Together AI has released Dedicated Container Inference (DCI), a service that lets developers deploy any model from Hugging Face in minutes. The offering uses a tool called Goose to handle the deployment process, and Netflix's Void-Model is being held up as an example of what can be deployed.
How the deployment process works
DCI is built around containerized inference — developers package a Hugging Face model and push it to the service, where Goose takes over. Goose automates the steps needed to get the model running in a dedicated container. Together says the whole thing takes minutes, not hours or days.
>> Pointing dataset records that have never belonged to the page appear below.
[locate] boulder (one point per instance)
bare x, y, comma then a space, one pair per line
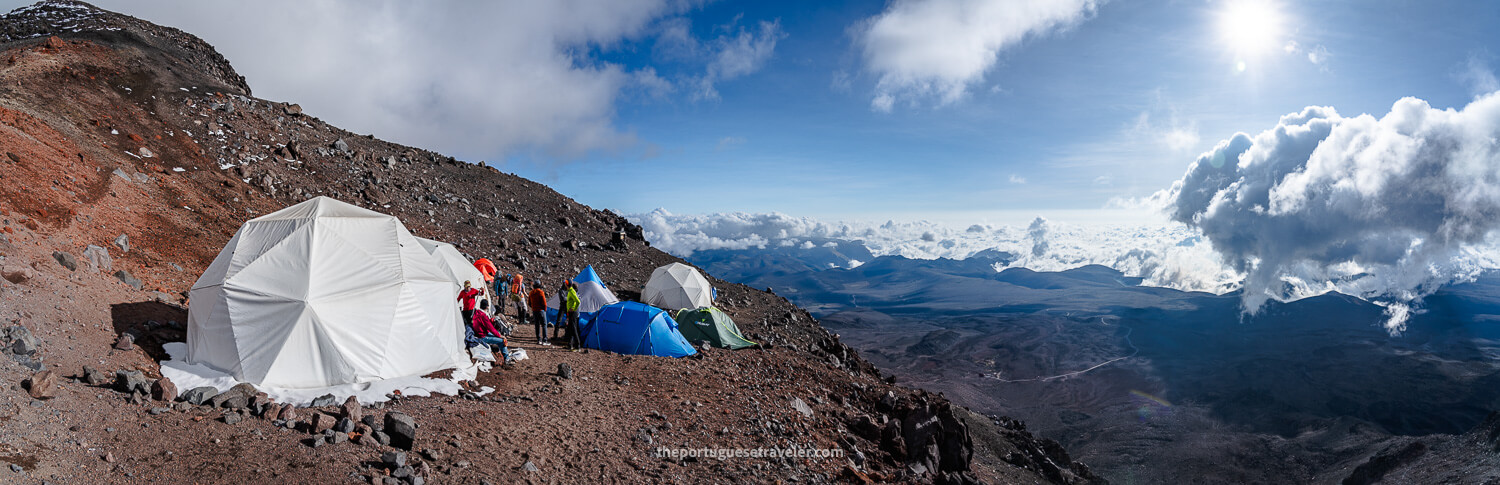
363, 434
401, 428
162, 389
260, 403
323, 422
393, 460
98, 259
125, 277
353, 410
246, 389
801, 407
233, 400
200, 395
323, 401
21, 341
125, 343
66, 260
95, 377
131, 382
42, 385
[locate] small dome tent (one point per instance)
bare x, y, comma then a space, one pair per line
591, 295
324, 293
630, 328
677, 286
713, 326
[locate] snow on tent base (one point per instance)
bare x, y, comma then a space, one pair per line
188, 376
629, 328
713, 326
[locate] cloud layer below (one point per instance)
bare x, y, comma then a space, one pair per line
1386, 209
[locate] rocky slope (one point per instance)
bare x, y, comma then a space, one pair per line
132, 152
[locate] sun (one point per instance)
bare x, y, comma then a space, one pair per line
1250, 29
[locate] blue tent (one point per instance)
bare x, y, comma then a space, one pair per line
630, 328
591, 293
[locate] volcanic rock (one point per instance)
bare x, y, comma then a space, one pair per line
42, 385
162, 389
131, 382
66, 260
126, 341
98, 259
351, 409
95, 377
200, 395
125, 277
401, 428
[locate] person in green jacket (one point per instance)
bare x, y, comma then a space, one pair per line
575, 340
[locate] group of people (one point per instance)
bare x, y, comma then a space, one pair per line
482, 328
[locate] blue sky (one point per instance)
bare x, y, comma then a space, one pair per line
1116, 104
843, 110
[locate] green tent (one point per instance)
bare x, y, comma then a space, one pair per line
710, 325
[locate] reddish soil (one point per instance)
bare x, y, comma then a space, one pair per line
75, 113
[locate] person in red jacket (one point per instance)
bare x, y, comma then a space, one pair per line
467, 296
537, 301
516, 298
486, 334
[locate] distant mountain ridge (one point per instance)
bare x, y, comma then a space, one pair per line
1161, 385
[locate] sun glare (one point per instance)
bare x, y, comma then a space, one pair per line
1250, 29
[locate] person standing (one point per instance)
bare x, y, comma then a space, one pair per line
560, 319
501, 292
467, 296
575, 338
539, 305
516, 287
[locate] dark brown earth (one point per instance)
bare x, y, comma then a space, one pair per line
86, 93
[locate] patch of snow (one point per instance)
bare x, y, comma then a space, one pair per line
188, 376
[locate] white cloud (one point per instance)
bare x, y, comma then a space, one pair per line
1164, 256
737, 53
1173, 134
1386, 207
939, 48
729, 143
473, 78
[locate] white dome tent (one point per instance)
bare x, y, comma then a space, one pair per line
677, 286
453, 263
324, 293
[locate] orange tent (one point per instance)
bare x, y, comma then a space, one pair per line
486, 268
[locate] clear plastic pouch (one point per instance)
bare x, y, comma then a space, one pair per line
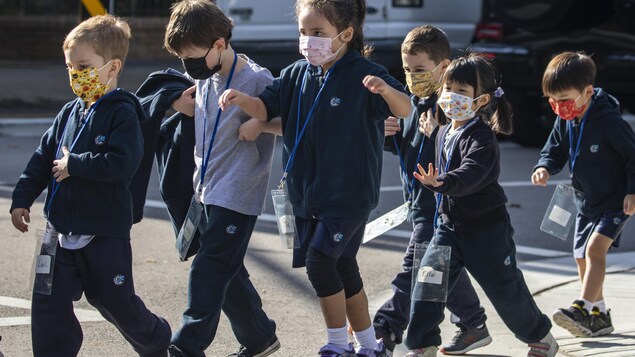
44, 260
386, 222
561, 212
189, 228
431, 273
285, 218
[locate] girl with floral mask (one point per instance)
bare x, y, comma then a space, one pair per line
332, 105
472, 217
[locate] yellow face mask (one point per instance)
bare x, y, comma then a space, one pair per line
421, 83
86, 85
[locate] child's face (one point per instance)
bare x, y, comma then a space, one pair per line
312, 23
81, 56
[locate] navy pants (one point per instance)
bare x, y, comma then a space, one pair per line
219, 281
489, 254
102, 271
462, 300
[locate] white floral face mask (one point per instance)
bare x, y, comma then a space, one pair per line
317, 50
457, 106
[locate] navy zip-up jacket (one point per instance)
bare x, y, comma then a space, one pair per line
337, 169
409, 140
605, 166
472, 196
95, 199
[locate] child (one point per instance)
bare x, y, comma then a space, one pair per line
590, 133
332, 106
230, 181
473, 220
86, 159
424, 53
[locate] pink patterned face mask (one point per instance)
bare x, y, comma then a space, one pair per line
317, 50
457, 106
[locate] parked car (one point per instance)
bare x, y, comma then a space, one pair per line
267, 31
523, 36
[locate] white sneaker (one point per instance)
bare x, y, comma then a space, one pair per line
430, 351
547, 347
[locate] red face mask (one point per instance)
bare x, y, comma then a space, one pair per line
567, 109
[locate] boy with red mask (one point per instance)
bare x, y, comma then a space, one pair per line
599, 145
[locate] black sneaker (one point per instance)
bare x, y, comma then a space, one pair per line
383, 332
600, 322
574, 319
466, 340
269, 348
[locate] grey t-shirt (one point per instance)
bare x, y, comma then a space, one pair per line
238, 171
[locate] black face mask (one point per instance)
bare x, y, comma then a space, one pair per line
197, 67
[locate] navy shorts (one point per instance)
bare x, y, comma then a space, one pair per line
609, 224
333, 237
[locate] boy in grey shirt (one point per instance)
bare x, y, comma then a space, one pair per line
233, 155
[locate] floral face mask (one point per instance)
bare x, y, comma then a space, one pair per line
86, 85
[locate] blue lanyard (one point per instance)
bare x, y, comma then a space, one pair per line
54, 184
205, 162
574, 152
409, 185
298, 137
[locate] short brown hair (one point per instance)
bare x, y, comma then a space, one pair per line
108, 35
568, 70
195, 23
428, 39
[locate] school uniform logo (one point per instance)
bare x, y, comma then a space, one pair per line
100, 139
231, 229
119, 279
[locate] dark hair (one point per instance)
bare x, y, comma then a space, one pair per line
342, 14
195, 23
568, 70
476, 71
428, 39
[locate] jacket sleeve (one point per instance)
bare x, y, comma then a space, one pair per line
478, 168
125, 149
623, 141
554, 154
37, 173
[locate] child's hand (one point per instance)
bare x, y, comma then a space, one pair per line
186, 102
629, 204
20, 217
60, 169
428, 178
231, 97
375, 85
427, 123
250, 129
391, 126
540, 176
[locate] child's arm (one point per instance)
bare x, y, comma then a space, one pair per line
253, 106
252, 128
397, 101
125, 149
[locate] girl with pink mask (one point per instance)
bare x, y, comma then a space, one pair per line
332, 104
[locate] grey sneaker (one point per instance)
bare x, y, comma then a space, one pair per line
547, 347
270, 347
466, 340
574, 319
600, 322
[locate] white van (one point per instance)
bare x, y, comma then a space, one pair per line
267, 31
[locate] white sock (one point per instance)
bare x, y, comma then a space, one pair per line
600, 305
587, 305
338, 337
366, 338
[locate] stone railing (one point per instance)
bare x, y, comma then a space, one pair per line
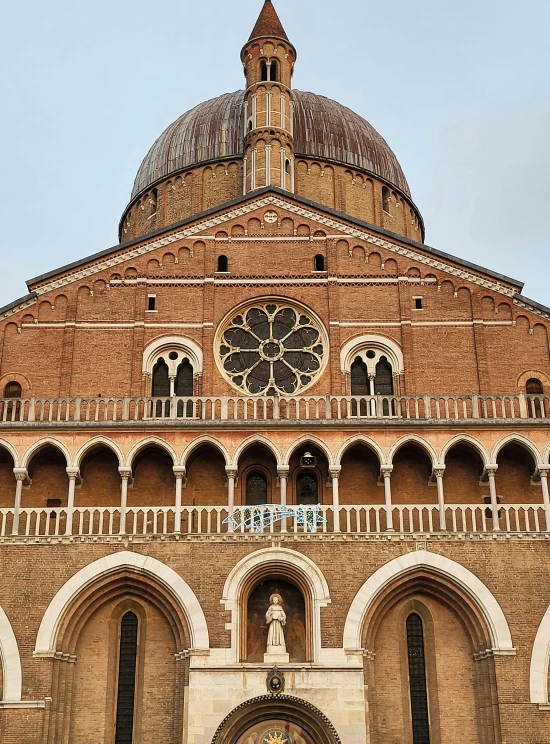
212, 520
300, 408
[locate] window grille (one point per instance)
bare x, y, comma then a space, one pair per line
417, 680
126, 692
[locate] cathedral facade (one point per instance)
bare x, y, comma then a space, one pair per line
273, 470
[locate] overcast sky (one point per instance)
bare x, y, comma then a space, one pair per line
460, 90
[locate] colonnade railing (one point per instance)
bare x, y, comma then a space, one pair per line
266, 408
213, 520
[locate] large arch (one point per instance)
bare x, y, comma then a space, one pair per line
464, 579
11, 662
98, 442
180, 591
250, 442
41, 444
261, 708
540, 662
261, 562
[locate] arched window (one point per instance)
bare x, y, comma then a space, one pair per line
383, 382
13, 390
417, 680
263, 71
307, 490
126, 690
386, 199
161, 380
256, 489
532, 387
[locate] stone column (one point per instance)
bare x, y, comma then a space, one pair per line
335, 475
231, 478
386, 471
125, 474
179, 472
73, 474
543, 472
21, 475
439, 473
491, 474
The company hasn't released pricing or a specific launch date for general availability, but early testers have been using the service to run models like Netflix's Void-Model. That model, which Netflix open-sourced on Hugging Face, is designed for a specific video-related task — the exact details of its function are not part of the announcement.
Why Goose matters
Goose is the tool that bridges the gap between a model on Hugging Face and a running container on Together's infrastructure. Instead of manually configuring servers, developers point Goose at the model they want, and it handles the rest. That includes pulling the model, setting up the environment, and exposing an endpoint.
For developers who already work with Hugging Face, the integration means they can skip most of the DevOps work. They don't need to worry about container images, scaling, or load balancing — at least in theory. Together is betting that simplicity will win over developers who are tired of wrestling with deployment infrastructure.
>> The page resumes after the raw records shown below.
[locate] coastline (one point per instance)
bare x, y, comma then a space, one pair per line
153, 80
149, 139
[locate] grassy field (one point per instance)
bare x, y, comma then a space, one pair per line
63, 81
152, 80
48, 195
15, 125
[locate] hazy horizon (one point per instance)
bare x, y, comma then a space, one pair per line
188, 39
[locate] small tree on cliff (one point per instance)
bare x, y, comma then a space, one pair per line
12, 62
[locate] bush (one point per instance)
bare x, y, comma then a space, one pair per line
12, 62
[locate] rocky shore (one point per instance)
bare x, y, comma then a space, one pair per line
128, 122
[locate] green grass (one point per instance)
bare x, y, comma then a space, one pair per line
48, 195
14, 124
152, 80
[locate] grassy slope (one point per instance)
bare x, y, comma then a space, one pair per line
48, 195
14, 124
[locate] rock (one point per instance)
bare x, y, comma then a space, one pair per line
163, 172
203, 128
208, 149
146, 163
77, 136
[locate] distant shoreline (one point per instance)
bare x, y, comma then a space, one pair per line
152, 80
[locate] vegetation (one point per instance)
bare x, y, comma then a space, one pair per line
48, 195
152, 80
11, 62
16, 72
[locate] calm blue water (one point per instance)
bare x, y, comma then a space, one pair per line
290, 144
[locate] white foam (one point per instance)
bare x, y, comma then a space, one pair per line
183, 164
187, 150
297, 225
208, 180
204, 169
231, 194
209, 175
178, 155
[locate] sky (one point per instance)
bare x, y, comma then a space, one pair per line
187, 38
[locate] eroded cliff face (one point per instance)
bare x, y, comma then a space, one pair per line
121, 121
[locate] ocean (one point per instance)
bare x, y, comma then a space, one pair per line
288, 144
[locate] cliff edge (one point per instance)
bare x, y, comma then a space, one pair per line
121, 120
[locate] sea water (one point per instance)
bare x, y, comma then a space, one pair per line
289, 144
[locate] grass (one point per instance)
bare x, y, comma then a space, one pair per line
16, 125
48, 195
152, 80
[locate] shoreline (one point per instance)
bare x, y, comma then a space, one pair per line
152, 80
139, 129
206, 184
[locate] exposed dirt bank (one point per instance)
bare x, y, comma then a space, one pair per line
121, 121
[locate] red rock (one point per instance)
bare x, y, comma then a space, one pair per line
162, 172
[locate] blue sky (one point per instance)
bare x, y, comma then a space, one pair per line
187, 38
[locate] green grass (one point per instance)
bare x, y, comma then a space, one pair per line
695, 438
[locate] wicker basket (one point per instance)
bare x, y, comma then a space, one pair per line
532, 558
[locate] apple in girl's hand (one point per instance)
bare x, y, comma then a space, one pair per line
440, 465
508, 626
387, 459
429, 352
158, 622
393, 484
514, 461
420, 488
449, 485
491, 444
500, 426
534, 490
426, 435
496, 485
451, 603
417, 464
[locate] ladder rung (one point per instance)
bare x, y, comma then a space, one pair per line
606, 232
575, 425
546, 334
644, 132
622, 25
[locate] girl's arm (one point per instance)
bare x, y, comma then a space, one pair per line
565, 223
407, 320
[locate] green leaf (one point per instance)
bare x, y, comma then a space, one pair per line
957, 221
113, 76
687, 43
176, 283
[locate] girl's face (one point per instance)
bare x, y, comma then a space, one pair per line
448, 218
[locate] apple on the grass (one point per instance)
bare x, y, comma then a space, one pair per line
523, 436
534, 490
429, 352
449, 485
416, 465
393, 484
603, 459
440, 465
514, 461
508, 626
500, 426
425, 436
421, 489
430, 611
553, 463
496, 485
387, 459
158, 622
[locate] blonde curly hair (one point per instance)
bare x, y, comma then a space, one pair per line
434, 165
Netflix's Void-Model as a showcase
Netflix's Void-Model is not a typical demo — it's a real production model that Netflix has already deployed. By making it available on Hugging Face and showing that it can run on DCI, Together is trying to prove the service works with serious models, not just toy examples.
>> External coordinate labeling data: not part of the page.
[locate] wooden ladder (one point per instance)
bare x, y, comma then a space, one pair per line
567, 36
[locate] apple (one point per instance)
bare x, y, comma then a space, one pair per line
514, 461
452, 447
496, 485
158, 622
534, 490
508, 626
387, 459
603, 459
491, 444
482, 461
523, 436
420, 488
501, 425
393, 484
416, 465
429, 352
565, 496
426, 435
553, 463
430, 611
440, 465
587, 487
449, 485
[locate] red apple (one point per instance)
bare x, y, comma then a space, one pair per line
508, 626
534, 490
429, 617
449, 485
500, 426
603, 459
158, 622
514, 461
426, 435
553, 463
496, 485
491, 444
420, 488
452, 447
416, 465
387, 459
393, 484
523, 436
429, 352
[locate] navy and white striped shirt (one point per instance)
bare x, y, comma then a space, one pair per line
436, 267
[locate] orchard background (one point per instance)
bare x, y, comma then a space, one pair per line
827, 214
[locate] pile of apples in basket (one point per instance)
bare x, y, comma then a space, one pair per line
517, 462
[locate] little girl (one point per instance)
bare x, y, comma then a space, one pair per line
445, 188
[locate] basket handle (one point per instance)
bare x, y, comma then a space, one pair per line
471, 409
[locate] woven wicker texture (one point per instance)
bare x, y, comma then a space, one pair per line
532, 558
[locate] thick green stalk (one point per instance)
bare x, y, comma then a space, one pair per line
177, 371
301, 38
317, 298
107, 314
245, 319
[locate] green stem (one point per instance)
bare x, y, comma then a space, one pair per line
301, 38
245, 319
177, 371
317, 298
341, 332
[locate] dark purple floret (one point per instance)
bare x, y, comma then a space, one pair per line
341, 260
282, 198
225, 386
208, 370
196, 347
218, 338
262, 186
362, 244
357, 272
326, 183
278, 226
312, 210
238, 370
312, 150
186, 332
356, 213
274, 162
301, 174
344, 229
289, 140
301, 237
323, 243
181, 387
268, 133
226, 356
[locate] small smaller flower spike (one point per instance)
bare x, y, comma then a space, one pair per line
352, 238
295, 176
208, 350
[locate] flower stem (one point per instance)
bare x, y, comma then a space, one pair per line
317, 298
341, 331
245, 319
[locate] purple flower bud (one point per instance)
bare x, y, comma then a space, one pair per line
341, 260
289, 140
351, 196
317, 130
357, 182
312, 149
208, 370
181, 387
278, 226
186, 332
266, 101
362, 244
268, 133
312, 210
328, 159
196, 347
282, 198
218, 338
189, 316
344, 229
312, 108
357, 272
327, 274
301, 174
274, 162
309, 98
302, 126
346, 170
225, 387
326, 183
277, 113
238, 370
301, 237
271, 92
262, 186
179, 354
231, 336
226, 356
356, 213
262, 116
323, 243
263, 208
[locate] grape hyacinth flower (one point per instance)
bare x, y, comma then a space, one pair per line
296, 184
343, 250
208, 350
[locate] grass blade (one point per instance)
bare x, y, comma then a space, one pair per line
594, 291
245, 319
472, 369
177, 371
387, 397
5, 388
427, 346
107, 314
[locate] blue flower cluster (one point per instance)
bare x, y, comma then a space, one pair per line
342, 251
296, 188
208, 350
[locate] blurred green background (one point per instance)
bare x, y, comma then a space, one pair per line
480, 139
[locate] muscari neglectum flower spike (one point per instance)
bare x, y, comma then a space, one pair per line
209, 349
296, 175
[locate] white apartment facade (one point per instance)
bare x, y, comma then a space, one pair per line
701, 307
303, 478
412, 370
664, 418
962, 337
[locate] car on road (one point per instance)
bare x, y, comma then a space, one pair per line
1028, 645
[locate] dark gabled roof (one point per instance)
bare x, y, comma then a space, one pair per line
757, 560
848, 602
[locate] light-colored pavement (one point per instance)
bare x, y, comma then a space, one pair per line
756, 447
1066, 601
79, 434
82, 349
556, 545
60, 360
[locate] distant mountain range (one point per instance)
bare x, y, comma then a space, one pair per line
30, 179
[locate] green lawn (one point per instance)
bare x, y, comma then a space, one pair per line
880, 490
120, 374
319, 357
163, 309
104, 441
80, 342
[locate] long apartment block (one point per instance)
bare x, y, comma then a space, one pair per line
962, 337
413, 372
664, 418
Neither company has said whether Netflix itself uses Together's DCI in production. The announcement frames Void-Model only as an example of what the service can handle. That leaves open the question of whether Netflix is a customer or just a reference model provider.
Together hasn't set a date for the service to leave its current limited-access stage. Developers who want to try DCI can request access through Together's website. The company is likely watching how early users handle the deployment pipeline before opening the floodgates.
One unresolved question is how DCI compares to other container-based inference services from competitors like Replicate or AWS SageMaker. Together didn't provide benchmarks or pricing in the announcement. Until those numbers come out, developers have only the speed claim — minutes — to judge by.